Так думалось мне в тот день за длинным столом в зале в Горках.

И еще вспомнился мне 1928 год, узкий Машков переулок на Чистых прудах, где по приезде из-за границы остановился Горький.

Когда я подошел к подъезду дома, неподалеку от дверей стояла пожилая женщина в платочке, со сверточком в руке. Маленькая девочка жевала хлеб, запивая его водой из бутылки. Я уловил во взгляде женщины что-то странное, будто она смотрела на меня с некоторой завистью. Я хотел ее спросить, чего она ждет здесь, но постеснялся. Видно было, что стоит она здесь давно, что приехала издалека, а стоит прочно, крепко, и понятно, почему ее стесняются спросить. Она-то знает, зачем стоит.

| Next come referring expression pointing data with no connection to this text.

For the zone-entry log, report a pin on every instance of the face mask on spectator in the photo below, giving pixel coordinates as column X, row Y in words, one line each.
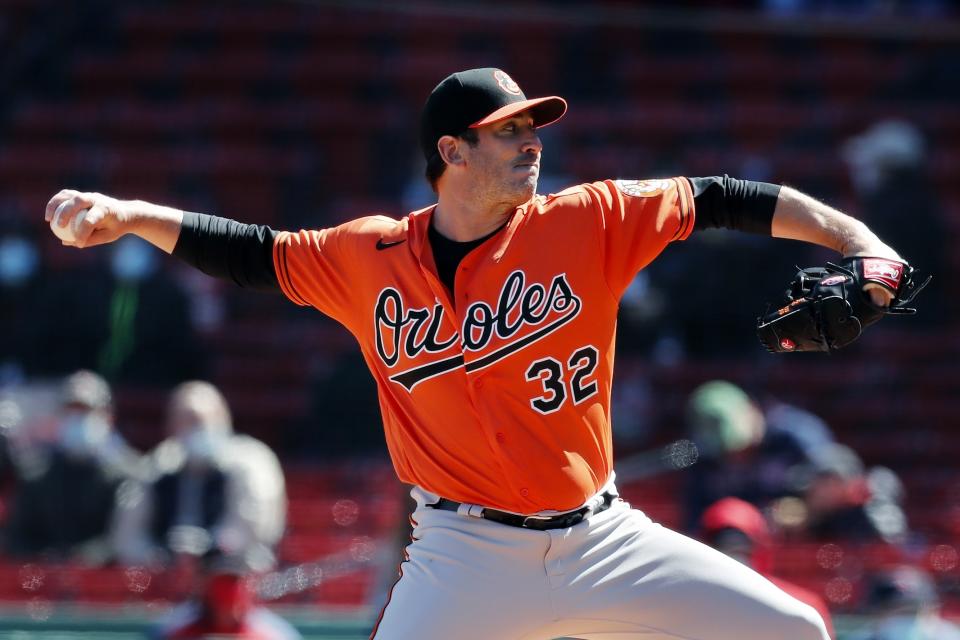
column 82, row 434
column 201, row 445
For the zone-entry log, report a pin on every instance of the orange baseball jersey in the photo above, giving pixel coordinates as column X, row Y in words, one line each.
column 497, row 393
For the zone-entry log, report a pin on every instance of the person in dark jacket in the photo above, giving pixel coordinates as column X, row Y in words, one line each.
column 65, row 509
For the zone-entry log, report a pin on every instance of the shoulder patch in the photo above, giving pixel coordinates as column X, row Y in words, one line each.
column 642, row 188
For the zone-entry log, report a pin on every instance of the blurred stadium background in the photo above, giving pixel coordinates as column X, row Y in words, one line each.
column 303, row 114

Не видались мы с Горьким давно, и я, грешный, засиделся: часа четыре просидел. Каюсь, просидел бы и больше, кабы ему не понадобилось ехать куда-то на заседание.

Вышли. У подъезда автомобиль. Горький приглашает. Я отказался, — жил я не так далеко от Машкова переулка, да и хотелось к тому же пойти домой пешечком, медленно, обдумывая беседу, как всегда и укромную, и беспокойно большую, широкую.

Автомобиль покатился…

Тут только я заметил пожилую женщину в праздничном нарядном платочке. Она стояла подле меня, и, держась за ее руку, жадно глядела вслед Горькому маленькая девочка. Лица и у девочки и у бабушки ее были какие-то клубящиеся, точно когда откроешь ставни в избу, в летник весной, то заклубится перед тобой прошлогодняя пыль, и поползет в углы ночная мошкара, и хорошо делается на душе, — и нельзя не улыбнуться.

— К Горькому? — спросил я. — А куда ж вы девались? Он вас и не видал.

— А мы в подъезд, — сказала вся залившаяся теплой краской бабушка. — Мы стеснительны. Онемели. Вышли, когда он поехал.

— Надо б поговорить с ним вам, бабушка.

— Надо б, да и как скажешь? Народ ему все давно высказал, он записал. А я сказать стесняюсь… Повидать нам бы его, ну и повидали. Внучка больно хотела… я из Ярославля, ткачиха. Работала я сорок, почесть, лет и нонче ушла с производства по усталости. Ну, да ничего: наладили жизнь не до полдня, а на весь день, можно мне и отдохнуть…

Она взглянула на меня умными и веселыми глазами и, улыбаясь, спросила:

— Ты заметил, какая у него рубаха-то? Голубая!

— Он всегда, сколько я помню, голубые носит.

— Да ведь не в цвете дело, а в том, что матерьял-то такой мы недавно освоили. И послали к нему в подарок. Он и надел. Крепкий матерьял: якорь повесь — не оторвется. Ребята говорили, наш матерьял носит, а я не верила. Теперь смотрю — наш. И так ему к лицу, что я подумала: всегда, должно, он наш матерьял носил. И мой станок тоже ведь работал, хоть я прилегла теперь от усталости… Да вот внучка небось будет на нем ткать. А, Шура, будешь полотно ткать?

Девочка подумала, ответила тоненьким и прозрачным голоском:

— Не, бабушка, я полотно ткать не буду.

А что же ты будешь ткать? Без полотна-то людям тяжело, им — что же, голым ходить? Без полотна им не обойтись, девонька.

Девочка подумала, и по лицу ее видно было, что она пожалела людей, которые без ее работы ходили б голые. И она сказала с широким жестом:

— Я и полотно буду ткать… я и книги ткать буду, бабушка!